WINNIPEG, Manitoba (Reuters) - Canada’s biggest pipeline company, Enbridge Inc (ENB.TO), fired back on Friday at the country’s largest oil producer, saying Canadian Natural Resources’ (CNQ.TO) suggestions for determining future terms on the Mainline would cause at least a one-year delay.
Enbridge plans to sell 90% of space under long-term contracts to shippers on the nearly 3 million barrel per day Mainline, Canada’s longest oil pipeline system, rather than continue to ration space monthly.
Canadian pipelines are congested, and some oil producers worry that Enbridge’s changes will further limit access.
CNRL told the Canada Energy Regulator (CER) last week that it should first consider whether Enbridge should be allowed at all to convert the Mainline from common carrier status, before it examines other issues.
Breaking up the regulatory process into parts would drag it out by at least a year, and push the Mainline open season - the period for shippers to bid on space - to 2022, Enbridge said in a CER filing on Friday.
Enbridge wants the new Mainline contracts to take effect in mid-2021.
“Such delay might benefit CNRL by providing more time for it to sort out its transportation options,” Enbridge said in its filing, noting expansions planned for the rival Trans Mountain and Keystone XL pipelines. “But the conclusion of the regulatory process should not be delayed to suit the commercial interests of CNRL.”
Terms of the Mainline change are an effort to suit most of the shippers who currently use it, Vern Yu, Enbridge’s executive vice-president of liquids pipelines, said in an interview.
Thirteen shippers representing 70% of current Mainline volume support Enbridge’s proposal, Yu said.
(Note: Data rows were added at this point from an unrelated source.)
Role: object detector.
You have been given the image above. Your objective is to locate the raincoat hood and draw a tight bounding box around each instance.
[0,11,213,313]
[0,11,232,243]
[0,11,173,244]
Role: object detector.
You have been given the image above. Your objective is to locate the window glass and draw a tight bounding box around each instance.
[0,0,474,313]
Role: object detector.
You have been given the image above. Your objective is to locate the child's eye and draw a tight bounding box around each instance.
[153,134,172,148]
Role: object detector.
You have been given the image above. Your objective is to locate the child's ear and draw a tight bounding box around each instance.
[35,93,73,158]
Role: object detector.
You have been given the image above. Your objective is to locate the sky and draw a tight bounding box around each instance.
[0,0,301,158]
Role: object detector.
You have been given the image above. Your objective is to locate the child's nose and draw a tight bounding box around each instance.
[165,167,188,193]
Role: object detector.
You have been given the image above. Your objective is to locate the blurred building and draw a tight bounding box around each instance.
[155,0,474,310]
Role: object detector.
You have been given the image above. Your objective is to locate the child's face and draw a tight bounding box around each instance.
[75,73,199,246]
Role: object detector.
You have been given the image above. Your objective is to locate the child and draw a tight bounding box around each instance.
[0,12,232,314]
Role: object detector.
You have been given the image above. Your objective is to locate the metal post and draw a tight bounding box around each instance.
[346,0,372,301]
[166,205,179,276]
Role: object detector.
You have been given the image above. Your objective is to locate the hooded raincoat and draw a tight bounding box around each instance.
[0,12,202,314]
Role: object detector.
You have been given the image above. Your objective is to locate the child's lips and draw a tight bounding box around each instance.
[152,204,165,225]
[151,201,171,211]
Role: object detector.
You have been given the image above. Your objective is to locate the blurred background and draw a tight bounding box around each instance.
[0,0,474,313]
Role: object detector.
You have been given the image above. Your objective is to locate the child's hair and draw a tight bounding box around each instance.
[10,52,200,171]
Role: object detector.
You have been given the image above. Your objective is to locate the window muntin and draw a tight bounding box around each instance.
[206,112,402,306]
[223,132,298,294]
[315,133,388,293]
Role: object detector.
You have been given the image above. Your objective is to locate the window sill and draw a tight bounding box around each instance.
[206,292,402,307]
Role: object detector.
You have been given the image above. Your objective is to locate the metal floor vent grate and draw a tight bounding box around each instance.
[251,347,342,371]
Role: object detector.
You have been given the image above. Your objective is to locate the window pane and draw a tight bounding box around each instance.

They include Canadian producers Cenovus Energy Inc (CVE.TO) and Imperial Oil Ltd (IMO.TO), but the list is made up mostly of U.S. refiners.
Imperial and Cenovus also own refineries in whole or part.
A CNRL spokeswoman could not be immediately reached.
CNRL noted in its letter last week that changing the Mainline’s common carrier status is unprecedented and carried “potential harm” to Canadian oil producers.
Meanwhile, Yu said the best-case scenario for its proposed Line 3 replacement project is to obtain all permits needed in Minnesota in time to start construction in summer. Construction of the long-delayed Line 3, which is part of the Mainline, would take six to nine months, he said.